How to recognise if your child is being bullied in school
Bullying is something that many might endure at some point in their life, and in many instances, it can occur during childhood. Evidently, if you are a parent this can be worrying, with many looking for answers as to what can be done to stop it from happening.
In some cases, parents can assume it’s due to their parenting and they may feel like their children can’t approach them. If we feel our child is being bullied, it can set off all sorts of different emotions, but we must try and keep a clear head.
Children react in different ways to bullying which is why there is no set solution that can be applied in every situation, as there can be many factors involved. This isn’t to say that we’re powerless when contending with bullying. Simply understanding the traits and signals associated with bullying can help us intervene sooner rather than later, and give our child the support and confidence that they’re not alone and that the matter is being dealt with in the right way.
The following is an overview of some of the signs and signals that some victims of bullying can show.
Hiding social media accounts
Often when your child is rather hiding their social media accounts, it could be due to online bullying.
When being taunted online, it’s understandable that a child can become embarrassed. Children may also hide that fact as they fear being banned from using social media.
They appear withdrawn and/or depressed
All children have their own unique personality, but if they act of character, it could be due to bullying.
Different children react in different ways, but consistent mood changes including anxiety, depression and becoming more quiet than usual could mean that something is bothering your child.
Injuries that can’t be explained
Children will always be open to injury, whether it be from running around, sports or playing with friends.
However, if a child has an injury and isn’t forthcoming about how it happened, it could be worth investigating further.
Every child gets sick from time to time, but you may find your child is stating that they feel unwell on a regular basis.
While this could be a way of avoiding school, it’s worth checking that there is not something else worrying your child.
Loss of appetite
There’s no denying how fickle children can be when it comes to eating, but for the most part, you should find that your child has a healthy appetite.
Skipping meals, especially at school, could be a sign your child is avoiding someone.
Low self esteem
If we’re told something frequently, we end up believing it. This is especially true for younger minds and any form of taunt or insult can be detrimental to a child’s self-esteem.
While this is only an overview of the traits that children can show when experiencing bullying, it doesn’t always mean that bullying is the sole reason. That can be difficult to see for parents and guardians, as they want a resolution as soon as possible. However, it’s important that adults address any concerns in the right and gentle manner.

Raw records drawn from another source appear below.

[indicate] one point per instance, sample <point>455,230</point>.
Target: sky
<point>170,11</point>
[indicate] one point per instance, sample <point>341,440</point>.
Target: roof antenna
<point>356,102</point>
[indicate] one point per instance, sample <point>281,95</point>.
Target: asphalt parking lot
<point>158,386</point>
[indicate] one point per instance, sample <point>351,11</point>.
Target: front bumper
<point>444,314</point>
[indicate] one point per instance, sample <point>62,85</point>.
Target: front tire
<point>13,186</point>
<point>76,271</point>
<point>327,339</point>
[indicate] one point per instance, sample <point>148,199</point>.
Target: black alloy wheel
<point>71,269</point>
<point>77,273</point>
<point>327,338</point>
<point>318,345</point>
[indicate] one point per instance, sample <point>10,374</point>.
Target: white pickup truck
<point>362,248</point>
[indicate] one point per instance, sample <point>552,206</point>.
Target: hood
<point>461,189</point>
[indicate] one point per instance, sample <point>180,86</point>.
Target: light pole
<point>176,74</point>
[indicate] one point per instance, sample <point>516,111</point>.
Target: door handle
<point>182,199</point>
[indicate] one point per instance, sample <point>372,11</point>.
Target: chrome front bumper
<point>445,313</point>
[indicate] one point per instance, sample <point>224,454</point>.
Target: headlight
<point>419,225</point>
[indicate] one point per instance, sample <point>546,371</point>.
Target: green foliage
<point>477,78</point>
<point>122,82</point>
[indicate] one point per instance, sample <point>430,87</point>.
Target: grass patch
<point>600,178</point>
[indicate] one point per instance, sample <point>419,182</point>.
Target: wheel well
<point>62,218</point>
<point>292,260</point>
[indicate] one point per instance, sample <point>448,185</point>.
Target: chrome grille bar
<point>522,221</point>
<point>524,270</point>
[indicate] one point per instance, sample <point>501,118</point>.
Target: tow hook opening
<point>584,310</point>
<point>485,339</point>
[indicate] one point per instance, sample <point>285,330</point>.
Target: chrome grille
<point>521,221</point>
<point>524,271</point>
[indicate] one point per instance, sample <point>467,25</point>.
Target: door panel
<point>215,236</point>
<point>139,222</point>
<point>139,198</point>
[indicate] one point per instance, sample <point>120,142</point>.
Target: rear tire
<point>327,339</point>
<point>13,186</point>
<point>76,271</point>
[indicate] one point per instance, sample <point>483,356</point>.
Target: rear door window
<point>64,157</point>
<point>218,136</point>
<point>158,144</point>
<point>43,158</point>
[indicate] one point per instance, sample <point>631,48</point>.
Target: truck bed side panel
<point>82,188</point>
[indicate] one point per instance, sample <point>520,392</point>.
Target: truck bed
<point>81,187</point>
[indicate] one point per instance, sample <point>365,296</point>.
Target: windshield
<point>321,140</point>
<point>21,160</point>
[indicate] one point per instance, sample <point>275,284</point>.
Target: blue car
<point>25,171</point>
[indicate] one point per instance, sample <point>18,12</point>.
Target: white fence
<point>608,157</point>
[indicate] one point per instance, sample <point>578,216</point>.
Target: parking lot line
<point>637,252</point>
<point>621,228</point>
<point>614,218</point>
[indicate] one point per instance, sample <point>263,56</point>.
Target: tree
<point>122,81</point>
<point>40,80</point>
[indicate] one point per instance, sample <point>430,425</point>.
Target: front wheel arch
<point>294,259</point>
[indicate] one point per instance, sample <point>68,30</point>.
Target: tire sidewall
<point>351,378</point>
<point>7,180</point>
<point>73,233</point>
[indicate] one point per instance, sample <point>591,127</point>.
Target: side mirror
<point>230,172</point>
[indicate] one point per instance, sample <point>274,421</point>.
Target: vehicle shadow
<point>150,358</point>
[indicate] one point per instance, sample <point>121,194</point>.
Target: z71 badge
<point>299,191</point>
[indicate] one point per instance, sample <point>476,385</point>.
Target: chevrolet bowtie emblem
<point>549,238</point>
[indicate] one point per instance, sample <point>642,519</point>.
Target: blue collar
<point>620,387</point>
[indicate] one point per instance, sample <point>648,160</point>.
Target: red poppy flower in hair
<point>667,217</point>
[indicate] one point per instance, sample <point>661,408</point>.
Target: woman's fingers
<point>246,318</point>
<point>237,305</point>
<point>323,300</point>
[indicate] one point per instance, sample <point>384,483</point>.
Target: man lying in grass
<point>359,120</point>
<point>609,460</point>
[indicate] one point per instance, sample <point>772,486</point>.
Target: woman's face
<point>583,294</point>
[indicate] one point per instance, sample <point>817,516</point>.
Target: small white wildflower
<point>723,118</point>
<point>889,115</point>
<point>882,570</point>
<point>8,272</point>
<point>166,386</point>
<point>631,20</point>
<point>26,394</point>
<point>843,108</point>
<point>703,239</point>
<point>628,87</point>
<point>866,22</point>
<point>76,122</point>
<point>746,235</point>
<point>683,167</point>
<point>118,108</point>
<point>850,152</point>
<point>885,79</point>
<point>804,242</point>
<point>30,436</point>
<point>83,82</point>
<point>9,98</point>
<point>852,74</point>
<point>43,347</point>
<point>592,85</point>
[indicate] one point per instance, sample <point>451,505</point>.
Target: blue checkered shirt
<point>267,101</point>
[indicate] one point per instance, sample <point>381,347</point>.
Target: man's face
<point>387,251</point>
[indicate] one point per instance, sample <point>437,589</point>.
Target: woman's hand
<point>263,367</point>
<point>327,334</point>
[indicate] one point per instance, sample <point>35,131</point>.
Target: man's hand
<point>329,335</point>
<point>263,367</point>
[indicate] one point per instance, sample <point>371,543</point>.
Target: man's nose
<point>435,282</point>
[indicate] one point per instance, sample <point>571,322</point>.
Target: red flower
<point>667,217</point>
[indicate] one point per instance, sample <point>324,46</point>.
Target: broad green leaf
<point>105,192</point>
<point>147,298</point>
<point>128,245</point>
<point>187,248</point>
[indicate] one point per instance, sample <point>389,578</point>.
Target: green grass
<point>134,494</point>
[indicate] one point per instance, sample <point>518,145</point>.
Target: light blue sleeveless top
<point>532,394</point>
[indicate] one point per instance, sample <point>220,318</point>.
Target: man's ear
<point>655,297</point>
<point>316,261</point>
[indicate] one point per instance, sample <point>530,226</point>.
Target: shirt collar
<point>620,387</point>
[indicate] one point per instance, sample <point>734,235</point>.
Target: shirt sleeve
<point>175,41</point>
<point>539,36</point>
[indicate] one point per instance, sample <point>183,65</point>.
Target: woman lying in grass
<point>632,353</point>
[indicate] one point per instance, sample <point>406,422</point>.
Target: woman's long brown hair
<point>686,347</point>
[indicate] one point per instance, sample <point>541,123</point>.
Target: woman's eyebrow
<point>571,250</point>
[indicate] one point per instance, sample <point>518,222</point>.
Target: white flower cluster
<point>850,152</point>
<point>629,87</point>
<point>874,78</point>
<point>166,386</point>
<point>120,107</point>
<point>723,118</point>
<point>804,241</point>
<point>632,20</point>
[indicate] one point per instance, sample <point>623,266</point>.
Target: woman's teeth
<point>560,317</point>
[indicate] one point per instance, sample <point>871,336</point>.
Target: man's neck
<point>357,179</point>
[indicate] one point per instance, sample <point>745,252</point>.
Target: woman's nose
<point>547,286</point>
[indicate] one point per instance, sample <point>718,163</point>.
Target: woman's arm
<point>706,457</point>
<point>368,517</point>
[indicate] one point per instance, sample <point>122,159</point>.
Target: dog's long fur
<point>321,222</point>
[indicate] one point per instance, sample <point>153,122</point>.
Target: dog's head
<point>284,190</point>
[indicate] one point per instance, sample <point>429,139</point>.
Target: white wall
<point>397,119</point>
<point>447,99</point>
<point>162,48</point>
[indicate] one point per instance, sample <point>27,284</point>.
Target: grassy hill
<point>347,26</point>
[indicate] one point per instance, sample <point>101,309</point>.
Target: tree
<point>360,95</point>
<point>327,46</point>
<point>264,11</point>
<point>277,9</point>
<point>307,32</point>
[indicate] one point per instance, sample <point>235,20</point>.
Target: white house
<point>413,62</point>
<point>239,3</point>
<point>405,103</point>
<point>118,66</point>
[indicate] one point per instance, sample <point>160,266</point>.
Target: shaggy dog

How to deal with bullying?
Listen to your child and keep it cool
Knowing our child is being harmed can make us angry, and it’s completely normal. But it’s important that we can reserve our own feelings and allow our child to tell us exactly what has happened. Not only does this show the child that you are there for them, but it also allows you to get all the facts.
Tell your child they’ve done nothing wrong
There can be many reasons why other children decide to bully, and it’s not always because they have sinister motives. However, it’s easy for your child to assume they’re the one at fault. Reassure them that this isn’t the case.
Explain your child how to walk away
When being bullied, it’s not unusual for some children to face up to the bully, thinking it will be enough to dissuade them. Bullies are often triggered by a reaction, so advising your child to ignore them and walk the other way can mean that the bully isn’t getting the response they’re looking for.
Work with the school
If bullying occurs during school time, it can be easy to assume that the school is at fault. The fact of the matter is that schools can only deal with bullying if they know it is happening. Therefor, make an appointment with the school to discuss the matter to see what contingencies can be put in place. Many will find that once the bullying has been identified and the child has been spoken to, the bullying stops.
Dealing with bullying can be an upsetting ordeal, especially when it relates to our children. Keeping a calm demeanour and determining the facts while working with others will ensure that you get to the root of the problem and find a prompt resolution that won’t hinder their social development or education.